As the global health crisis lingers, courts across the world continue to grapple with ongoing changes to legal proceedings: Israeli courts only resumed near-full activity recently; in the UK and US unprecedented laws have been passed to enable hearings and trials to continue via video link or even be postponed altogether. As lock-downs start to lift, judicial systems will start sifting through a backlog of cases from pre-pandemic days. Simultaneously a tsunami of litigation, related to the fallout of COVID-19, is expected to flood the courts.
Around the globe, disputes over contractual agreements, investments and business insurance policies, to name a few, are on the rise. International crises tend to spawn fraud, which in turn produces litigation. Innovation in Israel has been bubbling with countless new patents in response to the pandemic, but this increased activity may well lead to IP disputes further down the line. With lawsuits set to rise in a weakening global economy, many will be searching for a more cost and time-effective solution through Alternative Dispute Resolution (“ADR”), catalyzing an already growing trend for avoiding litigation where possible.
In contrast to ordinary courts, ADR is characteristically hailed for its flexibility and pragmatism. Cases resolved through ADR can theoretically continue with relative ease, speed and seamlessness, despite a global shutdown, thanks to ADR’s adaptation of procedural rules to suit parties.

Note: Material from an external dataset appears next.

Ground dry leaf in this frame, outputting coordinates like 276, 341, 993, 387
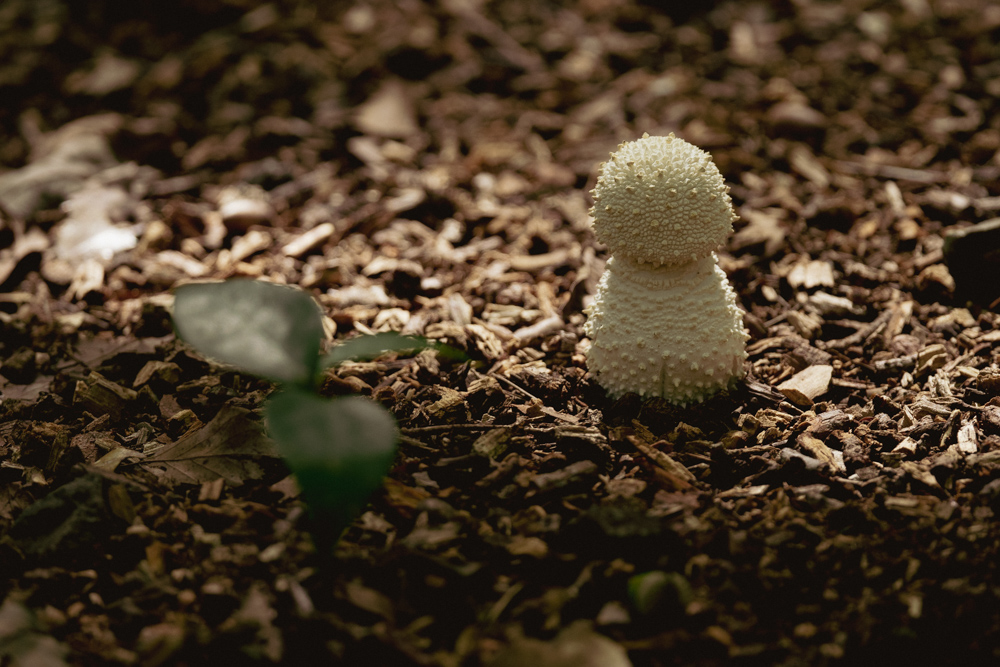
143, 405, 280, 486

As the world emerges from lock-down at varying rates of speed, a dependency on communication technologies to administer justice is likely to continue – ADR methodologies are well-equipped to handle this, due to its longstanding utilisation of technology in previous years. Even in the pre-COVID era, most jurisdictions encouraged ADR before litigation in court – in the UK, for example, ADR is actively encouraged by Judges, and in Israel several laws have been passed which permit the national courts to transfer cases to mediators or arbitrators.
In Arbitration, disputing parties select an independent third party to consider the facts and set a final, binding decision out in writing.

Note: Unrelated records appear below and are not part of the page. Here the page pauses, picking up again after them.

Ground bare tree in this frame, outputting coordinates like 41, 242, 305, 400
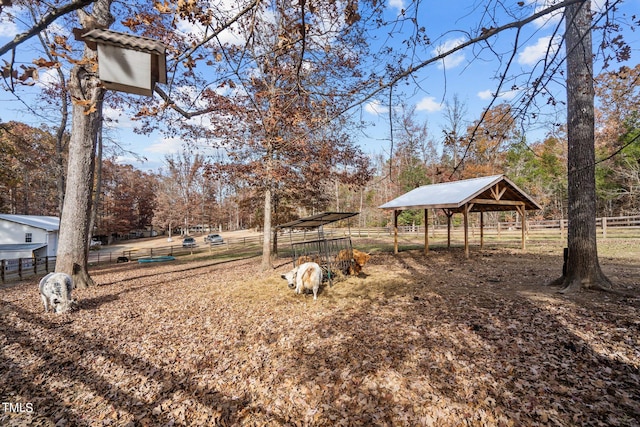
441, 94, 468, 175
164, 152, 205, 236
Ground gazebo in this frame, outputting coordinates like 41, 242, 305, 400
379, 175, 541, 257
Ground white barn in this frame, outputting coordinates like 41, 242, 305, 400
0, 214, 60, 260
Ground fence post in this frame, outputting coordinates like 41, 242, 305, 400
602, 217, 607, 238
1, 260, 5, 283
18, 258, 23, 280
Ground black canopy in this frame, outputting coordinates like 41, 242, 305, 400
276, 212, 359, 230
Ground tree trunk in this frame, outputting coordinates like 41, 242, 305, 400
559, 0, 611, 292
55, 0, 113, 289
89, 129, 103, 246
54, 67, 68, 217
261, 186, 273, 270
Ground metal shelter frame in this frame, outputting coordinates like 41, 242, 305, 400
379, 175, 542, 258
276, 212, 359, 284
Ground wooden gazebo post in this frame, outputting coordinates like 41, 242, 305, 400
517, 204, 526, 250
463, 204, 473, 258
393, 210, 400, 254
424, 209, 429, 254
480, 211, 484, 249
445, 209, 453, 249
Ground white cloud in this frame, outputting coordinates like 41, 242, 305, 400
47, 22, 69, 38
176, 17, 244, 46
34, 68, 61, 89
531, 0, 563, 28
532, 0, 608, 29
433, 37, 466, 70
518, 35, 561, 66
591, 0, 610, 12
477, 89, 520, 101
147, 137, 184, 155
0, 4, 25, 38
388, 0, 405, 13
415, 96, 442, 113
0, 19, 17, 38
365, 100, 389, 115
175, 0, 271, 46
115, 154, 143, 165
103, 107, 136, 129
1, 7, 68, 38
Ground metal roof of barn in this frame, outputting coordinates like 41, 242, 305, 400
0, 214, 60, 231
0, 243, 47, 251
277, 212, 359, 229
379, 174, 541, 212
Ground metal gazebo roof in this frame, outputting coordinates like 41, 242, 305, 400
277, 212, 359, 229
379, 174, 541, 212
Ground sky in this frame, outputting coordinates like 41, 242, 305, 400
1, 0, 639, 171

A 2018 survey on international arbitration indicated that 97% of respondents preferred this method of dispute resolution to litigation or other forms of ADR. This is hardly surprising – among some of arbitration’s more enticing qualities are the ability to select the judge and confidentiality. Whilst the arbitral process is similar to that of a traditional court, arbitration offers a degree of control for disputing parties over proceedings, often ensuring that a resolution is reached more quickly and cheaply. However, it is the enforceability of arbitral directives in foreign jurisdictions which bolsters its popularity. The New York Convention renders arbitral awards immediately enforceable in 164 countries around the world, thus obviating the need to navigate often complex domestic regulations regarding foreign judgments. As Tomer Treger, dual qualified Israeli and English litigation lawyer, explains: “The choice of international arbitration, therefore, promises a good measure of procedural economy”.

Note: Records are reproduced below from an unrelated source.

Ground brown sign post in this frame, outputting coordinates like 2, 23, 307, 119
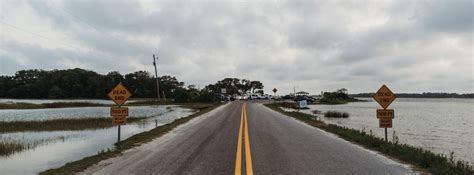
108, 82, 132, 143
373, 84, 396, 141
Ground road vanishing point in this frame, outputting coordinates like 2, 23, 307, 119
82, 101, 415, 175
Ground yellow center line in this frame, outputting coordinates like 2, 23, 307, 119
234, 103, 244, 175
235, 103, 254, 175
244, 103, 254, 175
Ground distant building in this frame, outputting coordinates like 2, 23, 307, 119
295, 91, 309, 96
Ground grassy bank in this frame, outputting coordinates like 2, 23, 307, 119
40, 103, 220, 175
0, 102, 106, 109
265, 103, 473, 175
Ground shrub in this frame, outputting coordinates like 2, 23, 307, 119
324, 111, 349, 118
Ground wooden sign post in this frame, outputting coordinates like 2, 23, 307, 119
373, 84, 396, 142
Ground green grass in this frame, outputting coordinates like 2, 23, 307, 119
264, 103, 473, 175
40, 103, 220, 175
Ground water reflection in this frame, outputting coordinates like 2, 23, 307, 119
0, 107, 195, 175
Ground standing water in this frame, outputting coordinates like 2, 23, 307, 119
0, 106, 196, 175
306, 98, 474, 164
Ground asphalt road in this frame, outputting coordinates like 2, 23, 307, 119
82, 101, 415, 175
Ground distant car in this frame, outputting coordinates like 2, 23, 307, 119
249, 94, 258, 100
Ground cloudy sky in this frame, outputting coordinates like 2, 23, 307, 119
0, 0, 472, 94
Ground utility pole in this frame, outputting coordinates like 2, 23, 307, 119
294, 85, 297, 96
153, 54, 160, 100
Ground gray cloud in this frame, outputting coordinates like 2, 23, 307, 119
0, 0, 472, 94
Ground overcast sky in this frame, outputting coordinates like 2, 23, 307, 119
0, 0, 472, 94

Arbitration is overseen by institutions such as International Court of Arbitration of the International Chamber of Commerce (“ICC”) and the London Court of International Arbitration (“LCIA”). Although both sit in London, they are not bound strictly to English law. This poses a significant advantage to Israeli parties, as they are not disadvantaged by trying to resolve a dispute in another country’s unfamiliar legal system.
Mediation also leverages a third party (typically a lawyer) to negotiate. However, in this process, the mediator does not pass a judgement on a case. Rather, mediators assist parties with identifying issues, assessing options and agreeing on a suitable resolution to a dispute. This makes it especially constructive for those seeking a solution to an issue with a business partner without necessarily destroying the long term business relationship.
Those who want to assess the merits of their case before appearing in court should consider Early Neutral Evaluation (“ENE”). This consists of an independent evaluation given by an industry expert or a lawyer – often a retired judge which aims to predict the judgement which would be received in Court. A heavy dose of reality early in the process can assist in reaching a solution. Since this is often done on the basis of written submissions, it is highly suitable for parties still in lockdown.
Baseball – There are a host of other methods of ADR – one of the less well used being a baseball mediation, when each of the parties to a dispute gives the mediator a number. The closest to the figure the mediator thinks correct gets an award at the number they proposed.
With an increased reliance on video conferencing technologies and a need for disputes to be resolved with minimal time and money, the Coronavirus pandemic is likely to promote alternatives to litigation which may well outlast the crisis and permanently transform how we handle future disputes. Asserson Law Offices, a leading international arbitration firm in the commercial heart of Tel Aviv, has seen a surge in attempts to resolve disputes through ADR in England and expects these numbers to climb over the next months. Israel, a rising star in international business in an increasingly globalized climate, is likely to be impacted by the positive statistics on the uptake of ADR.